Sniphles: The Sniphles workflow ( Figure 5) requires the following dependencies: Python >= 3.6, Pysam (Version 0.16.0) ( https://github.com/pysam-developers/pysam), Cyvcf2 (Version 0.30.2), ⁵⁸ Sniffles (Version 1.12), ^10,
42 SURVIVOR (Version 1.0.7), ⁵⁶ Mosdepth (Version 0.2.6), ⁵⁹ Bcftools (Version 1.9), ⁶⁰ tabix (Version 1.8). ⁶¹ The workflow partitions reads in the bam file into groups based on phase blocks and phase status, which enables parallel analysis of the data. The read coverage at each block and each phase is computed with Mosdepth and used to estimate the parameters for calling SVs by Sniffles. Next, the identified SVs per haplotype are concatenated using bcftools. SVs of two haplotypes are combined using SURVIVOR with option “1000 1 0 0 0 0” to merge SVs within 1 kbp between each other and to allow for different types of variants to be considered on different haplotypes. SVs are then force called with Sniffles using this combined vcf file. Force called SVs from each haplotype are combined with SVs of unphased regions as the final output ( Figure 5). To facilitate workflow testing, Princess ( https://github.com/MeHelmy/princess) was used to align, detect and phase SNVs and SVs from PacBio HiFi reads. The produced Bam from the previous step is the input for Sniphles, where pysam was used for alignment.

Swagg: The minimal system requirements for SWAGG are 8Gb RAM, 1 CPU and 10Gb of storage. Figure 6 demonstrates the implementation and operation of the SWAGG software package.
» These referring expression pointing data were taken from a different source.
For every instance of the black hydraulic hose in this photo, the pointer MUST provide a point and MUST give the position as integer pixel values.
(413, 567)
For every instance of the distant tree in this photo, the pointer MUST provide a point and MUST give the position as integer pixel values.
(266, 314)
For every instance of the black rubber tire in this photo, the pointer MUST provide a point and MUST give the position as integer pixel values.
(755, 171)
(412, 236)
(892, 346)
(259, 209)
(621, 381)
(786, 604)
Protein graphs are generated using a multiple sequence alignment of the proteins, then using the tool msa_to_gfa ( https://github.com/fawaz-dabbaghieh/msa_to_gfa) after which this multiple sequence alignment is converted into a graph file in GFA format, with the original sequences embedded as paths in the graph for visualization. This tool is tested with Python 3 and does not require any extra libraries or dependencies. New sequences can be aligned to these graphs using Partial Order Alignment algorithm for example.
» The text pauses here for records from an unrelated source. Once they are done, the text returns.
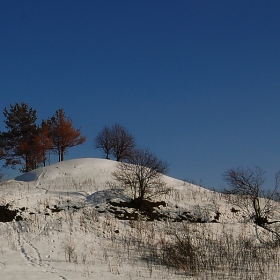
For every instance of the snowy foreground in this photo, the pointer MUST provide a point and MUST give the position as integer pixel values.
(68, 227)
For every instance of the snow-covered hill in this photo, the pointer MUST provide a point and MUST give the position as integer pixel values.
(68, 222)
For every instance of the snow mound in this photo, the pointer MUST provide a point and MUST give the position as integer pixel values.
(75, 168)
(30, 176)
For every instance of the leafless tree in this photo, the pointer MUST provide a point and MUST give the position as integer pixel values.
(142, 174)
(246, 191)
(104, 142)
(115, 141)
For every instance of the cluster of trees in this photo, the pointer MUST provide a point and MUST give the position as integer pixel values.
(28, 144)
(246, 190)
(115, 141)
(138, 169)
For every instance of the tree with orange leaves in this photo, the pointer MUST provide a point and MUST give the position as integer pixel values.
(63, 134)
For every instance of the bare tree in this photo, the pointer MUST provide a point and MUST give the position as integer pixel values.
(142, 174)
(63, 133)
(115, 141)
(246, 191)
(103, 141)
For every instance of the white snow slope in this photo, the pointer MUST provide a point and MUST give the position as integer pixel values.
(67, 229)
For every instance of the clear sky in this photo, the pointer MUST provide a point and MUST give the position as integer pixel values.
(195, 81)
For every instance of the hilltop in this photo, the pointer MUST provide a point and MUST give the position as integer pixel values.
(71, 220)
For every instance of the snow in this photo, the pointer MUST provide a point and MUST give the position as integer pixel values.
(65, 214)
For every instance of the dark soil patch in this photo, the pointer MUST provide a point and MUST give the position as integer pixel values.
(7, 215)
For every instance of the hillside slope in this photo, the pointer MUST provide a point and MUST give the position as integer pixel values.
(70, 220)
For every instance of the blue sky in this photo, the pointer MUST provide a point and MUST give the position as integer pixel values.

PanOriginSV: PanOriginSV has three additional open source dependencies which are MMseqs2 (for clustering), BCALM (pangenome creation) and GraphAligner (for sequence-to-graph alignment). MMseqs2 is the most memory intensive step, and MMseqs2 requires roughly 1 byte per sequence residue. An overview of the pipeline utilised by this tool is highlighted in Figure 7. PanOriginSV performs lab-of-origin prediction in three distinct steps. Firstly, during the training phase PanOriginSV clusters similar sequences using MMseqs2. Further, the most similar clusters having a predefined number of representative lab labels are selected for the pangenome creation. Second, in order to incorporate SV information into the pangenome a graphical pangenome is created using BCALM for each of the clusters identified in the first step. These pangenomes reflect sequence-level structural variation that reveal important differences in highly similar sequences that could belong to different labs thereby reducing the possibility of false positives. The training sequences are then mapped back to their corresponding pangenome graph to obtain important alignment information including but not limited to number of hits and percentage identity of alignment. These are then collated and embedded into a feature vector that is passed on to a machine learning model for prediction.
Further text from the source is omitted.